B&M is the manufacturer that pops in everyone minds when it comes to flying coasters. Their flying coasters are sold more than the other two manufacturers versions and they have built some of the most exciting flying roller coasters like Tatsu and Manta. But Looopings, the source of the flying roller coasters new, also said Phantasialand agreed terms with Vekoma!

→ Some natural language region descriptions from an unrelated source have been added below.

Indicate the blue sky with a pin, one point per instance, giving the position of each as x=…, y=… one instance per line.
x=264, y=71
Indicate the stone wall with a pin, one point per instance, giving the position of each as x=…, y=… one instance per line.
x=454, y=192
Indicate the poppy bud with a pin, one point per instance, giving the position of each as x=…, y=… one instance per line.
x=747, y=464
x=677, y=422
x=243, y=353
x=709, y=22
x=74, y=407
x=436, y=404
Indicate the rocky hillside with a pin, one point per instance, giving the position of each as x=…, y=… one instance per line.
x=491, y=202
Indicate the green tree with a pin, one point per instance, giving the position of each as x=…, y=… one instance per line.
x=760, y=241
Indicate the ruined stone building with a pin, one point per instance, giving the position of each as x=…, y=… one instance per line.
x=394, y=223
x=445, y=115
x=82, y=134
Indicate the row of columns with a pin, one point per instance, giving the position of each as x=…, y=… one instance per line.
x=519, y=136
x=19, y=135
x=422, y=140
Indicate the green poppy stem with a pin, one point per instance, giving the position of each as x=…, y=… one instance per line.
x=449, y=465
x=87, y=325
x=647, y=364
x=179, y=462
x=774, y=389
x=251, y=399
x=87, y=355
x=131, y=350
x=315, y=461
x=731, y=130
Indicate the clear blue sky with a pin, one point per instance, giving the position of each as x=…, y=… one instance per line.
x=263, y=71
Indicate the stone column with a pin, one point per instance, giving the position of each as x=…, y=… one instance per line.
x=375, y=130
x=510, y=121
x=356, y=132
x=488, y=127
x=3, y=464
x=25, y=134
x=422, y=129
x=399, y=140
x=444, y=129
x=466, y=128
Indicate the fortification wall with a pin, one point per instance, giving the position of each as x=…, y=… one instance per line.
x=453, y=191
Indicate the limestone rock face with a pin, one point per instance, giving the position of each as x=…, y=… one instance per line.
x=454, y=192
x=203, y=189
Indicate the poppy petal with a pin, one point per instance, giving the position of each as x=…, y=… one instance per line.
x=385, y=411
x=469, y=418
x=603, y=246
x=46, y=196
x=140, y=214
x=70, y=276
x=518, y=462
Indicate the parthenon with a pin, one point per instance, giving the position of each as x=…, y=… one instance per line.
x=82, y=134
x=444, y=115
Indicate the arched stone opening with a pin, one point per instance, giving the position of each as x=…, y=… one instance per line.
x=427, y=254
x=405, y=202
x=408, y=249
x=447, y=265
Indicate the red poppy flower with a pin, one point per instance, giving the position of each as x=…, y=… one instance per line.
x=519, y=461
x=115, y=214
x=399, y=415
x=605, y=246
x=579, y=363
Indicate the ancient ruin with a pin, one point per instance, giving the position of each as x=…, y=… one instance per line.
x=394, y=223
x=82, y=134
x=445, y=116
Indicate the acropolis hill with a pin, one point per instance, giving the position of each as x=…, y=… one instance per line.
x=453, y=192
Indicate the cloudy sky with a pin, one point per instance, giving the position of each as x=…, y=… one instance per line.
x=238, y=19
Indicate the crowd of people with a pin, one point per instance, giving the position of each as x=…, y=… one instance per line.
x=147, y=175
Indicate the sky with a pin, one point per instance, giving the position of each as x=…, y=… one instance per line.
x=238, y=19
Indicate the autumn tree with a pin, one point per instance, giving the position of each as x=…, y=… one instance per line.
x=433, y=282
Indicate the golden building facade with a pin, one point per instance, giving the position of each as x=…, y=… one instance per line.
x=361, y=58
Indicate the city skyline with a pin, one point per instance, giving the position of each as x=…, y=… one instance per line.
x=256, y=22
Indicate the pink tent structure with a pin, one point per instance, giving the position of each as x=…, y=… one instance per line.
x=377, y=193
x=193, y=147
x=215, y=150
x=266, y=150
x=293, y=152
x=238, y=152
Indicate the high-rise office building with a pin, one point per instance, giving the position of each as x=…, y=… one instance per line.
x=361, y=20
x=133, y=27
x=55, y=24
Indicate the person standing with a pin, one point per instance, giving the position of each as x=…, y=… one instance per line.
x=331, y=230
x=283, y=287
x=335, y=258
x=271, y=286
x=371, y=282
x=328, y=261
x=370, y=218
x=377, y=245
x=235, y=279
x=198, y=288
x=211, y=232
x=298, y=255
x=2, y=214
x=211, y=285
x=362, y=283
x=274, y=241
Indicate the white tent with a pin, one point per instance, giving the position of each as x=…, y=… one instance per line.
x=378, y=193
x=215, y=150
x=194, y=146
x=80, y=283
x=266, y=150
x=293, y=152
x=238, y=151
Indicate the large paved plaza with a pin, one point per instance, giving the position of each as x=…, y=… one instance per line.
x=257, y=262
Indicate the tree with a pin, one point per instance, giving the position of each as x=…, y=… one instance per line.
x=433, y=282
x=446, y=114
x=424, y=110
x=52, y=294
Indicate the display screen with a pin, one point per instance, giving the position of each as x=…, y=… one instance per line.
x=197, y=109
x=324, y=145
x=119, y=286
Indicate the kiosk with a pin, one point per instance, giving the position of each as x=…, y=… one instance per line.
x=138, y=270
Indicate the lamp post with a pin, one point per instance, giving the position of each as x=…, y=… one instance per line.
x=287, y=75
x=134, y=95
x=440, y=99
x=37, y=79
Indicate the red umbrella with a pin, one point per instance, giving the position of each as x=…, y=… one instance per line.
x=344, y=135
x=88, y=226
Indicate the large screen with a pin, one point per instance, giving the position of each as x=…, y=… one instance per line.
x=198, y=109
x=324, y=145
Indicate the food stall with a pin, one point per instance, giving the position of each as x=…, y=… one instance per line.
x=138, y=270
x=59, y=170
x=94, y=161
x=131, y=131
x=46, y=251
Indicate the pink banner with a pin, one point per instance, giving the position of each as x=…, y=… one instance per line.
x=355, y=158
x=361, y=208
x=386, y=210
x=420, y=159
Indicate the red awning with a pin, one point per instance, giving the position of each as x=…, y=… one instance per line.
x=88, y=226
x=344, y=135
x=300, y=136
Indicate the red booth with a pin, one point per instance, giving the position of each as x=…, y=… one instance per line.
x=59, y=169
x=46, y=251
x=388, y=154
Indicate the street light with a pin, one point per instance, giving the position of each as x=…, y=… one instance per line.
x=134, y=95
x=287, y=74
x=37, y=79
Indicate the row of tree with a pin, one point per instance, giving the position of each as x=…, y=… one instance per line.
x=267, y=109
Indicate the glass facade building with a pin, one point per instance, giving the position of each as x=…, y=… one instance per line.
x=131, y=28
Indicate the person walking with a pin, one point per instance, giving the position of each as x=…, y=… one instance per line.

The Dutch manufacturer actually offered flying roller coasters earlier than B&M did. The first B&M flying roller coaster was Galactica in Alton Towers – known as Air – which opened in 2002. By that time, the Dutch already constructed three flying roller coasters, the first they opened was Stealth in California’ s Great America. Though the chances Phantasialand will have this type of flying roller coaster from Vekoma is small.

© Vekoma

Vekoma recently came up with a new concept for a flying roller coaster named the stingray. This new concepts features the new track type from Vekoma which would allow smoother and more comfortable rides. One of the less positive points on the classic Vekoma flying Dutchmen type were the fact you rode the lift on your back and only inverted after the lift. With the new stingray, Vekoma solved this solution by introducing a 90 degree lift, like most Gertslauer coasters have. This way, your going up in a seating way and this should be more comfortable than the old version. Or even the B&M version, where all your weight is pushed into the harness.

Vekoma has already sold one of these stingray coasters to a Chinese theme park. So the concept is still pretty unique if Phantasialand would open one. Another advantage of this stingray is that the coaster itself can be pretty compact if needed. For a park with a small surface, that’s a god’s gift!

Why not both?

Why not a (flying) roller coaster and a dark ride?! Phantasialand wouldn’t be Phantasialand if they didn’t manage to surprise us almost every time. When everyone thought Klugheim was only about Taron, Phantasialand waited six months before the opening to confirm that there was another second roller coaster, RAIK. So now we all are guessing what they are building in Rookburgh, we could predict that a roller coaster or a dark ride won’t be the only rides they are building on.

With the opening of Klugheim less than a year ago, Phantasialand is already giving us reasons to speculate and looking forward to. This story will surely be continued!